I think this is quite logical but I am sure there will push-back on both gating and the concept of prognostic vs entanglement with the treatment mechanism since the entire current view of subgroup analyses is purely external to the pathway. Perhaps your paper will begin to change this view but I must confess that it is a difficult area to grasp and until I began to question mediation / subgroups I did not fully appreciate the concepts you have been raising for some time. Now it all finally begins to make sense.

Your analysis, thinking mechanistically about subgroup gates, makes it difficult for your reader to justify treating enrollment gates as if they were merely administrative criteria. They too become biological claims about what causal system is being randomized.
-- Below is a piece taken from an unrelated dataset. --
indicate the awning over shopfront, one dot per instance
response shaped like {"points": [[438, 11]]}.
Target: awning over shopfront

At both the enrollment gate and the subgroup gate, the central question is the relationship of the gating variable to the underlying causal pathway. For subgroups this appears as the prognostic-versus-predictive distinction. For enrollment criteria it appears as the mechanism-defining-versus-severity-defining distinction. These are closely related manifestations of the same causal problem.

I agree that the statistical concerns differ between post-randomization and pre-randomization gates. The point is not that they generate the same bias. Rather, Doi’s mechanistic framework forces us to ask what biological role the gating variable plays. Once that question is asked for subgroup gates, it becomes difficult to avoid asking the same question of enrollment gates. The issue is no longer randomization integrity but causal-system integrity. Both involve interpreting a gate in relation to the underlying biological pathway, even though they occur at different points in the trial.